Jujur, sebelumnya saya memang pernah menanyakan hal ini pada bu Fithrie secara personal. Harap maklum, mau nanya di kelas kok masih malu-malu kucing. Saat itu yang dilakukan beliau hanya menarik nafas.
Gini loh, saya pernah tinggal di rumah petak. Tahu kan rumah petak? Rumah kontrakan yang isinya cuma ruang tamu, kamar tidur, dapur dan kamar mandi aja. Kondisi demikian kadang membuat pasangan suami istri yang sudah punya anak agak bingung kalau mau berhubungan.
Mau di kamar, ada anak. Di ruang tamu? Duh, itu ada jendela yang langsung keliatan keluar. Di dapur? Udah penuh dengan peralatan masak je. Akhirnya, pilihan balik lagi ke kamar. Nungguin anak tidur. Ya kalo anaknya bener-bener tidur, kalau ternyata anak cuma pura-pura tidur padahal orang tua udah enggak tahan mau tanding gimana?
Paling-paling pakai selimut atau anak digeser posisi paling pojok, habis itu bantal ditumpuk-tumpuk di sebelahnya biar enggak kelihatan. Duh, kok jadi buka kartu pengalaman pribadi ~
“Ajeng, tolong simak baik-baik jawaban ibu ya.” kata Bu Fithrie
“Siap bu!” jawab saya, hampir-hampir ambil gerakan hormat,
“Tapi, ibu mau Ajeng betul-betul berusaha agar jangan sampai pernah terpergok berhubungan dengan Yusuf oleh anak-anak.”
Oke, rasanya pengen garuk-garuk tanah dan nyebur ke dalemnya saat beliau bilang begitu. Malu.
“Bila ketahuan dalam kondisi tidak berpakaian, pertama sekali yang harus dilakukan adalah tutupi badan dan minta anak menunggu di luar kamar.”
Yes, langsung raih seprei atau selimut atau apapun untuk menutupi tubuh kita. Sampaikan pada anak untuk keluar kamar terlebih dahulu dan menunggu di luar. Ini penting, agar anak tidak lari keluar sambil histeris.
“Ajak anak untuk duduk bertiga, jangan ada orang lain. Minta maaf, minta ampun sama Allah dan minta maaf pada anak.”
Ajak anak duduk di antara ayah dan bunda, peluk atau usap kepalanya. Jangan ada marah atau emosi negatif. Ucapkan kata-kata sayang. Lalu usahakan terjadi dialog ini:
“Nak, mama dan papa minta maaf. Minta maaaaaffff sekali karena kamu harus melihat yang tidak boleh dilihat siapapun. Tolong maafkan kami.”

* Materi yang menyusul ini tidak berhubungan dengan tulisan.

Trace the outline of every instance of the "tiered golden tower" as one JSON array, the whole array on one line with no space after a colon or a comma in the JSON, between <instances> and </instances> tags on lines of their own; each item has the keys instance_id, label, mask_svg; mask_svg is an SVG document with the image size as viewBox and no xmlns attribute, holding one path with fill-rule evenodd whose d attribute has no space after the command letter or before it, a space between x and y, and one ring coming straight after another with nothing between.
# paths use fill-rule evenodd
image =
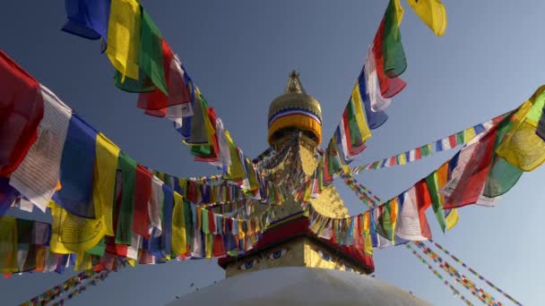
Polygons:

“Tadi itu, papa dan mama ngapain?”
“Tadi itu papa mengungkapkan perasaan cinta papa ke mama, dan mama menerimanya. Itu tadi sesuatu yang hanya boleh dilakukan oleh suami istri dalam pernikahan.“
“Oh, jadi tadi itu papa sedang mencintai mama?”

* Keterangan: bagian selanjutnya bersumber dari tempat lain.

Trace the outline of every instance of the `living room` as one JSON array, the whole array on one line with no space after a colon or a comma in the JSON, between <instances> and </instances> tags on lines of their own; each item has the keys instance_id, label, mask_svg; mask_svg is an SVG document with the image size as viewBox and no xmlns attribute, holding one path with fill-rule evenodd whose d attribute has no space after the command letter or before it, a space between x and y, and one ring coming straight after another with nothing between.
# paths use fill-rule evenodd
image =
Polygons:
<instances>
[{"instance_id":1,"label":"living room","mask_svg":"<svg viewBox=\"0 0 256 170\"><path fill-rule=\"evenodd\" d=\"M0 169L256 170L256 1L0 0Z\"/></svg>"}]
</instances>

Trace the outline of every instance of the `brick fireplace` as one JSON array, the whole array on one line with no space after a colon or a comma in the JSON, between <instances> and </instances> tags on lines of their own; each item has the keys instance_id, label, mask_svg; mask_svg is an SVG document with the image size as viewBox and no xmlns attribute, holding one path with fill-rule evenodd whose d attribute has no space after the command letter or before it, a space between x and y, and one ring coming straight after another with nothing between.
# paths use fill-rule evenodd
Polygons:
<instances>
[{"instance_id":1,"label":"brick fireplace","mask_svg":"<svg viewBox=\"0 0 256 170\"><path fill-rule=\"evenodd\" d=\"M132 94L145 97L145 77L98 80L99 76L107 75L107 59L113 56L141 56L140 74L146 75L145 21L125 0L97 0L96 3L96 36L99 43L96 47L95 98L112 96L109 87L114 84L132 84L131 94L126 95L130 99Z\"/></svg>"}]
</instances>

“Iya nak, tapi yang tadi itu hanya boleh papa lakukan ke mama. Hanya ke mama saja.”
“Oh gitu, jadi papa enggak boleh lakuin hal tadi ke aku?”

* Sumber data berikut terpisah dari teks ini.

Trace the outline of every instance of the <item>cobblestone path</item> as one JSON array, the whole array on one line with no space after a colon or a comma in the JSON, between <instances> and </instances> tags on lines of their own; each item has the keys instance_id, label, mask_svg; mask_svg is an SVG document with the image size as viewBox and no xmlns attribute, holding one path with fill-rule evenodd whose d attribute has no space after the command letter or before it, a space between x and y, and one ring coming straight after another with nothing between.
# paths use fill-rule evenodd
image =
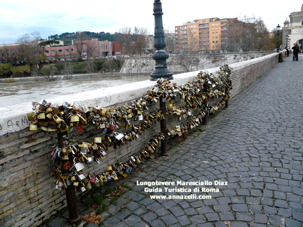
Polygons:
<instances>
[{"instance_id":1,"label":"cobblestone path","mask_svg":"<svg viewBox=\"0 0 303 227\"><path fill-rule=\"evenodd\" d=\"M302 227L303 64L302 56L299 62L292 58L231 99L229 108L202 127L205 131L123 180L131 189L103 214L104 226ZM137 184L156 181L212 185L154 186L149 188L162 192L149 192ZM219 181L227 185L214 185ZM166 192L165 187L192 192ZM196 187L199 191L194 192ZM211 198L149 196L192 194Z\"/></svg>"}]
</instances>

“Enggak boleh nak. Papa hanya boleh lakukan ke mama, karena papa dan mama suami istri.”
“Kalau aku ngelakuin itu ke adek boleh?”
“Enggak boleh nak, yang boleh melakukan hanya suami istri yang sudah menikah.”
“Tapi aku kan sayang sama adek ma!”
“Iya nak, tapi ungkapan sayang ke adek hanya boleh peluk, tepuk bahu saja, itupun kalau dibolehkan sama adek. Yang seperti tadi hanya boleh dilakukan suami istri.”
“Oh gitu.”
“Sekali lagi papa dan mama minta maaf ya nak. Mama dan Papa menyesal sekali karena kamu melihatnya. Padahal itu enggak boleh, maafkan kami nak.”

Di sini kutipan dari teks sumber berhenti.